ANGLE’s technology for the multiplex evaluation of proteins and nucleic acids of all types is called the HyCEADTM Ziplex® platform and is based on a patented flow through array technology. It provides for low cost, highly multiplexed, rapid and sensitive capture of targets from a wide variety of sample types. A proprietary chemistry approach (the HyCEAD method) allows for the capture and amplification of over 100 biomarkers simultaneously in a single reaction. The HyCEAD Ziplex system is extremely sensitive and is ideal for measuring gene expression and other markers directly from Parsortix harvests and was used in the ovarian cancer pelvic mass triage test to achieve best in class accuracy (ROC-AUC) of 95.1%.

ANGLE’s proprietary technologies can be combined to provide automated, sample-to-answer results in both centralised laboratory and point-of-use cartridge formats.

ANGLE has established formal collaborations with world-class cancer centres and major corporates such as Abbott, Philips and QIAGEN, and works closely with leading CTC translational research customers.
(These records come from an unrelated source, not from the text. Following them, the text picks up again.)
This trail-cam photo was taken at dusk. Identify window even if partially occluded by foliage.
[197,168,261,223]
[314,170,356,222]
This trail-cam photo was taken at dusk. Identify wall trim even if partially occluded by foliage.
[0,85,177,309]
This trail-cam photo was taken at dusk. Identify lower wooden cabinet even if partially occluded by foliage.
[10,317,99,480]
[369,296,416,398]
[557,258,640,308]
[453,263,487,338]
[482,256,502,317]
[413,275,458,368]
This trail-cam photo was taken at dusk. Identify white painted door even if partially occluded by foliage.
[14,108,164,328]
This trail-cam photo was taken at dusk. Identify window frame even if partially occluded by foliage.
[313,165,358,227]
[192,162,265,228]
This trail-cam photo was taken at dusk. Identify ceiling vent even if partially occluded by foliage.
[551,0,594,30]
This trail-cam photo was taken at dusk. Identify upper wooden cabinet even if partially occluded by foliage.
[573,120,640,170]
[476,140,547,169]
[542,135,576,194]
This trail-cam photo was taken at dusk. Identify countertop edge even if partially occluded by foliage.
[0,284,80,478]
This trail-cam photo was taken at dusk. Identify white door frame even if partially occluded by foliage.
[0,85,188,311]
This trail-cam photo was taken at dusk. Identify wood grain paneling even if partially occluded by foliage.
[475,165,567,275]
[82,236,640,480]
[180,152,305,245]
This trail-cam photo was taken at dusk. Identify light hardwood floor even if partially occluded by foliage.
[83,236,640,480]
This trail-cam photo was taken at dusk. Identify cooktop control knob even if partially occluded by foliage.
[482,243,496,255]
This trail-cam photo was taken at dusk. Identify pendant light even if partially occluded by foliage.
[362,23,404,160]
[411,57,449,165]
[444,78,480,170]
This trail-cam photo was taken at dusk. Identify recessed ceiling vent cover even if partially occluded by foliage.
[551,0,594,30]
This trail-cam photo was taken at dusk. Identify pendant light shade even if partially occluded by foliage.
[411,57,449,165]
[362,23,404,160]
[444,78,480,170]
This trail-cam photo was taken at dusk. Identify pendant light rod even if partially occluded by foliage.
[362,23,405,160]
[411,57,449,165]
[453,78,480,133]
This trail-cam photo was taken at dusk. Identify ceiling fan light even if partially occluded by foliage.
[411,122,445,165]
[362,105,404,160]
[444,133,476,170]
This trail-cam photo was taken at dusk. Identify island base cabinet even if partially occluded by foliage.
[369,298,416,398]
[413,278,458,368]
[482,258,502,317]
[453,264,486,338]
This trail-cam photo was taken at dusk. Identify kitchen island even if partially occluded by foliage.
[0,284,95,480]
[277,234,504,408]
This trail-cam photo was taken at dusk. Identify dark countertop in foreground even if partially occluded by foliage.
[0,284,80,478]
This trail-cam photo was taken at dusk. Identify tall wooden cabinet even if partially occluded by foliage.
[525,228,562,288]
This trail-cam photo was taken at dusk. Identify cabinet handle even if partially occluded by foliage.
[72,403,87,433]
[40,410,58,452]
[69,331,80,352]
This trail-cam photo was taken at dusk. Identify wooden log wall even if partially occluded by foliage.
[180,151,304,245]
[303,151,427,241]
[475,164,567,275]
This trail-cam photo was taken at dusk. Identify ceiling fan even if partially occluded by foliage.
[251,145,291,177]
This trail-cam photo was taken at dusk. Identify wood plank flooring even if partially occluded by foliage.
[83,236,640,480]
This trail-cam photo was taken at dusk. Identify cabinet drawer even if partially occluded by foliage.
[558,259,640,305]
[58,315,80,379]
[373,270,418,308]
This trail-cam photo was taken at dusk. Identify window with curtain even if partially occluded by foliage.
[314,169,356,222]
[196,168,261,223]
These Key Opinion Leaders (KOLs) are working to identify applications with medical utility (clear benefit to patients), and to secure clinical data that demonstrates that utility in patient studies. The body of evidence as to the benefits of the Parsortix system is growing rapidly from our own clinical studies in metastatic breast cancer and ovarian cancer and also from KOLs with 36 peer-reviewed publications and numerous publicly available posters, available on our website.